Disclaimer: I do not own Inception.

a/n: I had a little Arthur/Ariadne muse for the first time in a while, so this happened. I'm sorry it's short-that's just where the ending happened, and it felt right. For the record, this is an implied established relationship fic. I don't know if that came across at all, but it's what I was thinking of when I wrote it, so... yay! Oh, and the title is French for "dawn".


Ariadne jerked awake before she hit the floor, twisting as she fell, landing with a clatter of limbs and a groan. She sat up, raking a hand through her hair as she glared at her bed with its tangled sheets. Her elbow hurt where she had banged it against the bed frame, and she knew there would be a bruise on her knee from the floor, rug or not, but more than that, she hated the fact that it hadn't just been a fall. It had been a kick.

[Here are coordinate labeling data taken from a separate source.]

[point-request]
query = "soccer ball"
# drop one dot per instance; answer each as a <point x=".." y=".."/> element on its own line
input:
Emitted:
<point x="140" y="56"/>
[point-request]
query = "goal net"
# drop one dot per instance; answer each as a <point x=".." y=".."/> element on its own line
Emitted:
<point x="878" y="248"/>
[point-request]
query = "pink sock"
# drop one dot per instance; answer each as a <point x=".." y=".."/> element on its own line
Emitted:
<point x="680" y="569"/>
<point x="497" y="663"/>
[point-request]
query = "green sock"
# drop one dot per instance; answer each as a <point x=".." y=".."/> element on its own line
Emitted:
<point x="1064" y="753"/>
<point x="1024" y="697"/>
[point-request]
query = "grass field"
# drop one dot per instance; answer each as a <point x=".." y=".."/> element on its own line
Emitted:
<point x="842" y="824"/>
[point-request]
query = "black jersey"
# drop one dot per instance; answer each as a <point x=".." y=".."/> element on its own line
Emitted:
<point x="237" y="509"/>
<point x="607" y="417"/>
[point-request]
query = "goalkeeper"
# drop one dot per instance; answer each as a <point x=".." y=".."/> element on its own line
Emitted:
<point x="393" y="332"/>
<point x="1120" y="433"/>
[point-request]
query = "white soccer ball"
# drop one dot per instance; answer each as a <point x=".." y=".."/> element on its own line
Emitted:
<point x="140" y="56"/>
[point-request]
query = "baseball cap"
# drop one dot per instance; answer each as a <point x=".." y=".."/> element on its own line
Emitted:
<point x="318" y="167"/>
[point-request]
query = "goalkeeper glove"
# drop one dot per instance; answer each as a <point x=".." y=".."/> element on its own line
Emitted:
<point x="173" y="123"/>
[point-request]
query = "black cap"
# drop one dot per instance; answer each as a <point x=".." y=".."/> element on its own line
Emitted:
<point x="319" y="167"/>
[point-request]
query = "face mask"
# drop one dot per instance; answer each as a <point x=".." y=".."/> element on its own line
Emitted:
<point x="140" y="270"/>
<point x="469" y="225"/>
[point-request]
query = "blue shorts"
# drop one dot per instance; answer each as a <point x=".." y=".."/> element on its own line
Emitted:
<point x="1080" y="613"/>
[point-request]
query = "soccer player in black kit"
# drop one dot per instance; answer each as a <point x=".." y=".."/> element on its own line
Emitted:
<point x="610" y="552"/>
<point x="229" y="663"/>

She missed the days when falling out of bed in the midst of some subconscious jerk of limbs, a poorly choreographed roll, was just falling out of bed. Now it was that jerk of falling, the tug in her stomach as she tried to put herself back into equilibrium with gravity. Now it was waking up.

She glanced at the clock as she shifted back onto her bed, sighing at the blue numbers. Five forty-three. Three hours until class, and she knew herself well. Ariadne never fell back asleep—once she woke up, she was awake for the day, and that was how it worked.

There were clothes scattered around the room, scarves and khakis and sweaters tangled in bunches on the chair in the corner, the top of her dresser, the foot of her bed. The sheets and quilt were falling off the side of the bed, having been pulled down as she fell. The light filtering in between the curtains threw things into quiet relief and shadow, the yellow of the streetlamps touching things with indifferent fingers. It was a lonely thing to look at, she mused, toeing the edge of her quilt.

"May as well make use of it," she said, levering herself to her feet and padding into the bathroom, stepping carefully as Leo wound between around her ankles, fur brushing her bare legs.

"Stop it," she said, pushing him away with her foot as she fumbled for the shower knobs. He meowed at her, and she relented just before stepping into the steaming water, ended up crossing her apartment in nothing but an old tank top.

"Dumb cat," she mumbled in his direction, stroking his back as he crunched at the food in his bowl. And then she was back to the bathroom, hair wet and streaming down her back as she stared at the tiles in front of her. She wondered where Arthur was, if he was pacing a hallway in Belgium, boarding a plane in Dubai, drinking black tea in a San Francisco café. She hadn't the faintest clue which one was closest, but she smiled a bit as she noted that he would be wearing a three-piece suit wherever he was.